Besluiten van verweerder
3. Verweerder heeft het fosfaatrecht gekort, omdat appellante niet grondgebonden is.
Beroepsgronden
4. Appellante heeft aangevoerd dat de 16 ha maïsland in 2015 tot haar bedrijf moet worden gerekend. Zij had namelijk de feitelijke beschikkingsmacht over die percelen, ook al zijn zij eigendom van de aardappelteler en door hem in de gecombineerde opgave als zijn landbouwgrond opgegeven. Dit blijkt uit de door appellante en de aardappelteler op 18 maart 2015 ondertekende “afspraken samenwerking 2015” (de afspraak) met, voor zover van belang de tekst:
“De aardappelteler “verzorgt voor [naam 1] de teelt van 16 ha snijmais voor een prijs van € 2.300/ha. Voor dit bedrag levert [de aardappelteler, het College] de maïs thuis (…), [naam 2] bepaalt het maïsras en het oogstmoment”.”
Standpunt van verweerder
5. Verweerder betwist dat appellante de feitelijke beschikkingsmacht had over de 16 ha maïsgrond; zij was niet in staat het teeltplan en bemestingsplan op elkaar af te stemmen.
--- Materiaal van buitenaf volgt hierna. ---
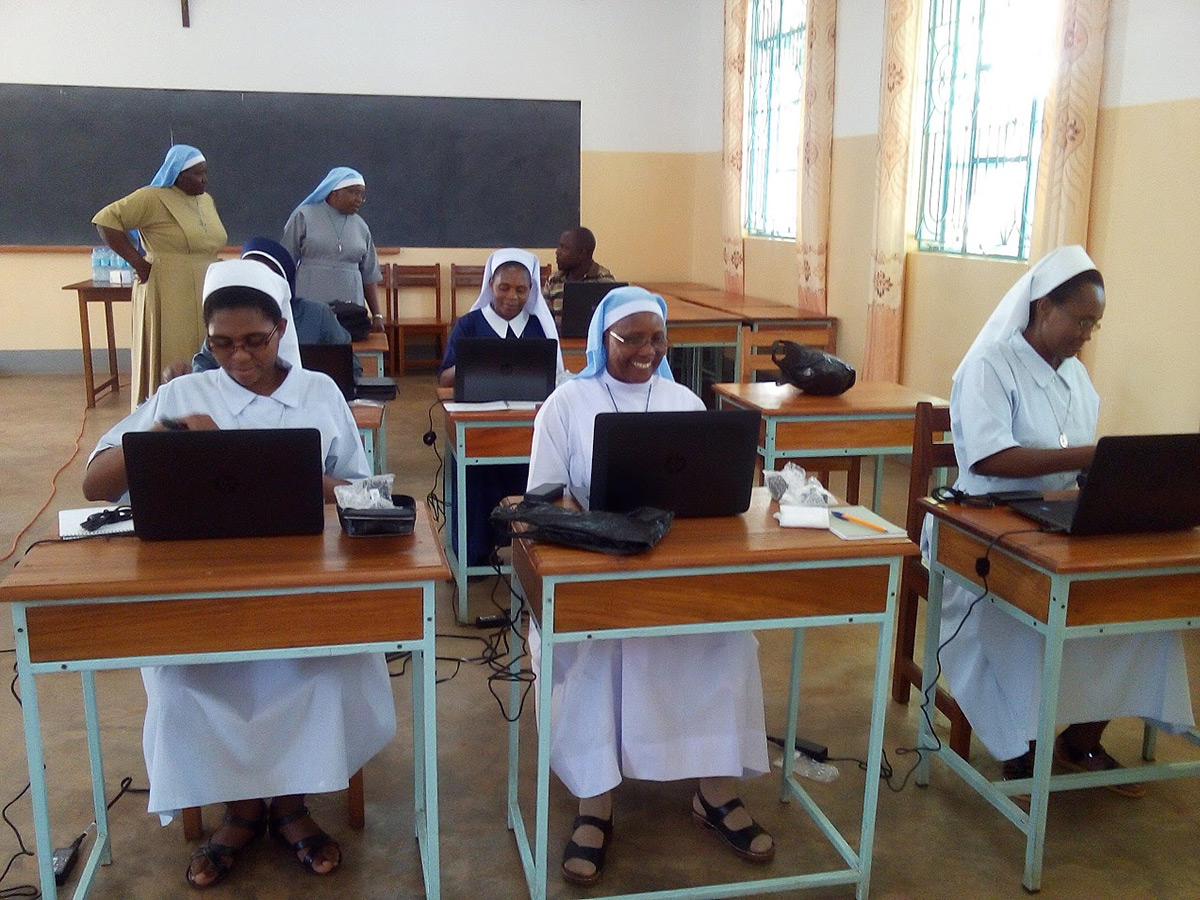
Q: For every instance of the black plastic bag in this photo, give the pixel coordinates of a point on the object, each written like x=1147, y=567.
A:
x=353, y=318
x=811, y=370
x=617, y=533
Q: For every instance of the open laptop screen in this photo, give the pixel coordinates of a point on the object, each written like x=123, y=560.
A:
x=694, y=463
x=241, y=483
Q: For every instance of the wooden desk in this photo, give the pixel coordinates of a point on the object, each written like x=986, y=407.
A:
x=94, y=293
x=870, y=419
x=1063, y=588
x=120, y=603
x=371, y=352
x=732, y=574
x=477, y=438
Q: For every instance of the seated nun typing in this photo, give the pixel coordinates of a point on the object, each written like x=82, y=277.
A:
x=1024, y=415
x=654, y=708
x=510, y=306
x=256, y=736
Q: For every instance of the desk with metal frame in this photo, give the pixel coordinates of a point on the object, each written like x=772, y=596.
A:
x=101, y=604
x=709, y=575
x=870, y=419
x=1063, y=588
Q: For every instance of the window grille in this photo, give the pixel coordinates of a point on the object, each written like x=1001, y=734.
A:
x=774, y=76
x=987, y=69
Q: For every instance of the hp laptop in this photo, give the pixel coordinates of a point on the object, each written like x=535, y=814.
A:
x=1139, y=483
x=580, y=301
x=252, y=483
x=337, y=361
x=489, y=369
x=696, y=463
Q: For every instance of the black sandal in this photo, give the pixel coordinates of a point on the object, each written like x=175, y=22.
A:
x=221, y=856
x=310, y=846
x=739, y=840
x=588, y=855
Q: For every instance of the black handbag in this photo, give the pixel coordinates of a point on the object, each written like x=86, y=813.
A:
x=617, y=533
x=353, y=318
x=811, y=370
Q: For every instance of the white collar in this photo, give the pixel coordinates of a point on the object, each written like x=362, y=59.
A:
x=501, y=325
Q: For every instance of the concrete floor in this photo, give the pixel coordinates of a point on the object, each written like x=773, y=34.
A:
x=942, y=841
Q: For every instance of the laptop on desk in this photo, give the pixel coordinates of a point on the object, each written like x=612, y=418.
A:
x=1138, y=483
x=489, y=369
x=249, y=483
x=693, y=463
x=337, y=361
x=580, y=303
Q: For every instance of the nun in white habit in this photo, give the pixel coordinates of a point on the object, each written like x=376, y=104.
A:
x=249, y=732
x=1024, y=415
x=654, y=708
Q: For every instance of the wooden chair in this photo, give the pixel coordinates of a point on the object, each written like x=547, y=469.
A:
x=401, y=328
x=757, y=365
x=931, y=449
x=193, y=826
x=463, y=276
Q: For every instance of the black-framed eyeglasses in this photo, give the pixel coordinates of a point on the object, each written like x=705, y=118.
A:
x=251, y=342
x=636, y=342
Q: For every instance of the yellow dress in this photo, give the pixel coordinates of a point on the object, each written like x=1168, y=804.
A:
x=183, y=235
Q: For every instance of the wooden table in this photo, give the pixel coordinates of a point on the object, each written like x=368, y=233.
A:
x=477, y=438
x=731, y=574
x=870, y=419
x=1063, y=588
x=120, y=603
x=95, y=293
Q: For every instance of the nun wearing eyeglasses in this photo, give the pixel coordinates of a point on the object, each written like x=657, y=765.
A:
x=653, y=708
x=255, y=736
x=1024, y=417
x=333, y=247
x=181, y=232
x=510, y=305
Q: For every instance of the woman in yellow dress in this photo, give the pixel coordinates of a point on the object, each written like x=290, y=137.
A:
x=183, y=233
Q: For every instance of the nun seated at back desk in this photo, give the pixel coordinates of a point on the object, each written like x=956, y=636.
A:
x=510, y=305
x=246, y=733
x=654, y=708
x=1024, y=417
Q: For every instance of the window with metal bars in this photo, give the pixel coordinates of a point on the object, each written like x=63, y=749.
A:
x=774, y=76
x=987, y=70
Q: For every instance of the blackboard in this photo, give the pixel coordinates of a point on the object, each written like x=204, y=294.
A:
x=441, y=172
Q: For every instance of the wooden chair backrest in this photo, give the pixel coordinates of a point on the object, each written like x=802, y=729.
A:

De afspraak tussen appellante en de aardappelteler houdt namelijk niet in dat appellante het perceel mag gebruiken om zelf snijmaïs te verbouwen. Overigens verliest appellante haar recht op derogatie als het maïsland meetelt, omdat zij daardoor niet langer beschikt over het minimale percentage grasland ten opzichte van bouwland.
Beoordeling
6.1
Appellante heeft niet het bewijs geleverd dat zij, in weerwil van de opgave van de aardappelteler in de gecombineerde opgave, op 15 mei 2015 de feitelijke beschikkingsmacht had over de 16 ha maïsland. Zij beschikt niet over een gebruikstitel. Uit de afspraak blijkt alleen dat de aardappelteler maïs teelt en oogst en dat appellante die maïs tegen betaling afneemt. Daaruit blijkt dus niet meer dan dat appellante de maïs koopt, niet dat zij het teeltplan en bemestingsplan op de maïspercelen op elkaar kon afstemmen. De stelling van appellante dat zij feitelijke beschikkingsmacht heeft over de maïsgrond en dat deze grond om die reden bij de vaststelling van haar fosfaatruimte moet worden betrokken, volgt het College dan ook niet.
6.2
Het beroep tegen het bestreden besluit is ongegrond.

Beslissing

Het College verklaart het beroep ongegrond.
Deze uitspraak is gedaan door mr. R.C. Stam in aanwezigheid van mr. J.M.M. van Dalen, griffier. De beslissing is in het openbaar uitgesproken op 4 februari 2020.